In my white and lavender slippers that are just one size too small, I shuffle shakily towards the wheelchair being rolled in my direction. Just a few difficult steps and my tiny, hundred- and thirty-pound frame collapses heavily into the medical chair. The whole time, I am doubled over at the waist, clutching the same solid-gray hospital waste bucket that they had given me on my discharge just yesterday. I cannot even look up as a temperature gauge scans me for fever to enact proper COVID-19 protocols. After the quick scan, I’m rolled, achingly slowly, over to the triage nurse that instantly addresses me by name. I am impressed that they know me so well through my frequency of visits. The nurse asks me standard questions, like what my symptoms were, how long they’ve persisted, and my medical history; all a very slow, painful recounting of the morning’s events. I woke up. I felt pain. And now I am here, simple as that. With registration complete they wheel me over to get some vitals done, my head practically buried in my waste bucket the whole time. I can barely croak out measly responses to their rapid questions. This whole introductory protocol takes about fifteen minutes of sharp, pulsing agony before I am finally wheeled back into a hospital room. My fiancé, having stood sentry and assisted in my care the whole time, helps me climb into the uncomfortable little hospital bed and change into a gown. From there, the second longest wait in this process begins, the wait to actually be seen by a medical professional; the first being the hours spent in sheer pain trying to convince myself not to go to the hospital because of expense and previous gaslighting of my symptoms. It can take minutes, it can take hours, but either way I lay there in the fetal position begging for some semblance of peace in the near future.

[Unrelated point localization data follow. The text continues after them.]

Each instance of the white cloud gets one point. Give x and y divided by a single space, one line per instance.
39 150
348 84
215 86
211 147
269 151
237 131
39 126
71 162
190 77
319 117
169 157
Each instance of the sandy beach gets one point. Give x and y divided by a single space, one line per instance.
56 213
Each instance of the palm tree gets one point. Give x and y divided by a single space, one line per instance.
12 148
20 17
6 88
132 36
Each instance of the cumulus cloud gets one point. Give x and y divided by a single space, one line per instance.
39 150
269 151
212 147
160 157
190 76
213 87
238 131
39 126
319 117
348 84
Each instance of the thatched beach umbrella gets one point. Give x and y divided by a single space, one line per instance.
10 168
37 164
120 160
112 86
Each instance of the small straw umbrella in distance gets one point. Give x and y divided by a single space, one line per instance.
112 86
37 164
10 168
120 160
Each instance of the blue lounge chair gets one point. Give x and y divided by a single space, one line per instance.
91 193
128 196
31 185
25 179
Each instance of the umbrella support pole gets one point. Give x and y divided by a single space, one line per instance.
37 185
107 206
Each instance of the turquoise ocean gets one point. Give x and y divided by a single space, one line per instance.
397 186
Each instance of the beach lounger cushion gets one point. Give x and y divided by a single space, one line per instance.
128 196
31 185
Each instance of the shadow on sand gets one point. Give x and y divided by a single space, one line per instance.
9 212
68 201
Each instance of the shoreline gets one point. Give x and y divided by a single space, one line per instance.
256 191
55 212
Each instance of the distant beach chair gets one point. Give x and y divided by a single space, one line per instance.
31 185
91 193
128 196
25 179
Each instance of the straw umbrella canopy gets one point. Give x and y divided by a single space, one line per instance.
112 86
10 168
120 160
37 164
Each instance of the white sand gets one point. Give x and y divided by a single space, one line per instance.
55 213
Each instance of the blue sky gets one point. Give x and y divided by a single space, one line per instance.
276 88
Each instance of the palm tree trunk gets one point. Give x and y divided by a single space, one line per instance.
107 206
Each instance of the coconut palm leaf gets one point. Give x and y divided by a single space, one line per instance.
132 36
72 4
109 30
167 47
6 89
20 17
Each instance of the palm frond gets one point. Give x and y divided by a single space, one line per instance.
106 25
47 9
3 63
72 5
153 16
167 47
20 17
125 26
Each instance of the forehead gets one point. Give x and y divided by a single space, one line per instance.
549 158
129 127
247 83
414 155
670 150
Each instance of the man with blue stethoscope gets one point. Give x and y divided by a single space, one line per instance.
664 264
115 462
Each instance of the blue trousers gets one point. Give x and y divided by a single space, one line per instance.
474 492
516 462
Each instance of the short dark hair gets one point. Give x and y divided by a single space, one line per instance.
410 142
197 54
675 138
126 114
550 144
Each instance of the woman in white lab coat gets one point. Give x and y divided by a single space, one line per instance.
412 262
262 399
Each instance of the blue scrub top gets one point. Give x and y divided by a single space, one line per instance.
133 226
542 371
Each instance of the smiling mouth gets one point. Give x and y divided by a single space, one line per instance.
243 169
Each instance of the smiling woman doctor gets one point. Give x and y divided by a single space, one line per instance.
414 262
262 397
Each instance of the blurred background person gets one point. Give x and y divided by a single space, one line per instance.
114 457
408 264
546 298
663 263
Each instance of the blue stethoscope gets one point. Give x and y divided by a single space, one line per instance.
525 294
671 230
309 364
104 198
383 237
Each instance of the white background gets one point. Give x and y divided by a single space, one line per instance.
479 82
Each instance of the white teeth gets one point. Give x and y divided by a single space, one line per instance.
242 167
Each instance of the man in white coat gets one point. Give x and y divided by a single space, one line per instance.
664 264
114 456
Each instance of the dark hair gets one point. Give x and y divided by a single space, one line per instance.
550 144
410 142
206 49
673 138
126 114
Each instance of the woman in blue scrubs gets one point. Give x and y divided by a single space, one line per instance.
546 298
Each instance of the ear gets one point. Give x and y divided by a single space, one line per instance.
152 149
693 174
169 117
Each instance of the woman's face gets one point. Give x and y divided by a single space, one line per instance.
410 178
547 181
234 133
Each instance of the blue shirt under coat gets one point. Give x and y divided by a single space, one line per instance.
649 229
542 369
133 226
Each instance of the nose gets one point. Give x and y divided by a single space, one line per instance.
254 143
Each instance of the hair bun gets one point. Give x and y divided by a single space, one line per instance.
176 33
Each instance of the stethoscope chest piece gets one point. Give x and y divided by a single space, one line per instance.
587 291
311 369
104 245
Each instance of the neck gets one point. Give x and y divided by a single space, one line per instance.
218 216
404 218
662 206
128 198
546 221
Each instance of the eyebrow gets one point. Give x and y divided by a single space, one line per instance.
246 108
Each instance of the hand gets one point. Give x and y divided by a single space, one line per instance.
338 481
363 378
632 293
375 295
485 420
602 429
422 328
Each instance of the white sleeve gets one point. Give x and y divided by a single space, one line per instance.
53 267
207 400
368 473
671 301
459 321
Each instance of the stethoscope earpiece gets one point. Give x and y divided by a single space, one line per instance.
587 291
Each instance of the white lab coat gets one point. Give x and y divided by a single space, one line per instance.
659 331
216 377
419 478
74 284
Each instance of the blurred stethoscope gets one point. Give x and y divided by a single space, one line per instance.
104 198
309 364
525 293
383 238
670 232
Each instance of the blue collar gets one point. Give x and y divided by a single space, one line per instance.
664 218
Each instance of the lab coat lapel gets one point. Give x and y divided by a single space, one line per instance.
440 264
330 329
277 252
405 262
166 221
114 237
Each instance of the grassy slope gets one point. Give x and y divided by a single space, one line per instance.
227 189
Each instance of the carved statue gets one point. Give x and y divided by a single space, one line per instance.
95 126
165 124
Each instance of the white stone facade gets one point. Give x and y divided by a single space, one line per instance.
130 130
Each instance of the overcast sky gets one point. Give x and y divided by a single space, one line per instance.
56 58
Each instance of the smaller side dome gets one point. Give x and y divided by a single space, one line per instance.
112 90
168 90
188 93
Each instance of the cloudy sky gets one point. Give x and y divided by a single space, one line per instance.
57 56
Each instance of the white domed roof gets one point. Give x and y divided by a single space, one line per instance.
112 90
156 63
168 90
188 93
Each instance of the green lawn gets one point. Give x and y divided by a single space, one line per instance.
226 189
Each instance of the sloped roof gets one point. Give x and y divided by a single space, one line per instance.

I think it was probably the umpteenth time of being stuck with a needle that I finally stopped responding to the pinch entirely. It was incomparable to the hot pain snaking through my abdomen at the moment. After waiting what feels like decades for a doctor to appear, there are a few medical interventions that can or cannot be enacted dictated solely by the doctor’s bias. The most common line I hear in the ER is, “We will not be prescribing you any narcotics”, as they claim it will do more damage than this frequent, intense, vomit-inducing pain will. An ignorant and empty observation from my perspective, as I know that I have far more knowledge from my direct experiences of living with this ailment than this half-empty opinion based in historic racial discrimination.
Black patients receive pain medication nearly half as often as their white counterparts. This is exactly the situation presented to me as I have been told directly that it is their personal bias dictating this decision and have even brought it up myself; which ends up with the doctor shutting down any further conversation with the frustration almost akin to a child’s fit. I am hurting. I am in pain. I need a serious medication to stop that yet next door I can hear a man getting prescribed four milligrams of morphine for his inexplicable “back pain”. And yes, before you ask, he was an older gentleman of white complexion. For what I have to fight for, they are given so liberally without argument. The result of such medical ignorance is me, a scrawny twenty-one-year-old, writhing in agony for hours with no true medical aid. I tell them which medicines do nothing; they administer them anyway. I tell them what actually works, they just turn away. I am entirely powerless here and all I beg for, with every aching minute, is for someone to open their heart and help me. It hurts and I am hurt, and the American healthcare system continues to fail and ignore me.